Personal information
- Full name: José Leonardo Ruiz Alegría
- Date of birth: 25 July 2000 (age 25)
- Place of birth: Lima, Peru
- Height: 1.80 m (5 ft 11 in)
- Position: Forward

Youth career
- Sport Boys

Senior career*
- Years: Team / Apps / (Gls)
- 2020: Sport Boys / 9 / (0)
- 2022: Vilavelhense / 0 / (0)
- 2022: União Mogi / 1 / (0)
- 2022–2023: Deportivo Llacuabamba / 0 / (0)

= Leonardo Ruíz =

Peruvian footballer (born 2000)

José Leonardo Ruiz Alegría (born 25 July 2000) is a Peruvian footballer who plays as a forward.

==Career==

===Sport Boys===
After a good season as top scorer for Sport Boys' reserve team with 10 goals in the 2019 season, he was promoted to the first team squad in January 2020. He got his official debut for Sport Boys on 15 February 2020 against Carlos A. Mannucci.

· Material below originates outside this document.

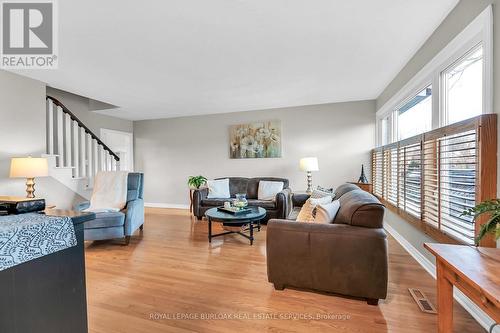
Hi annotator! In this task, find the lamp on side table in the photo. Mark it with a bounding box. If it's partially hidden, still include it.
[299,157,319,194]
[10,156,49,198]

Ruíz started on the bench, before replacing Eduardo Uribe in the 68th minute. He left the club at the end of 2020.

===Brazil===
In the beginning of 2022, Ruíz played for Brazilian club Vilavelhense. In April 2022, he moved to fellow country club, União Mogi.

===Return to Peru===
In the beginning of 2023, Ruíz joined Peruvian Segunda División side Deportivo Llacuabamba.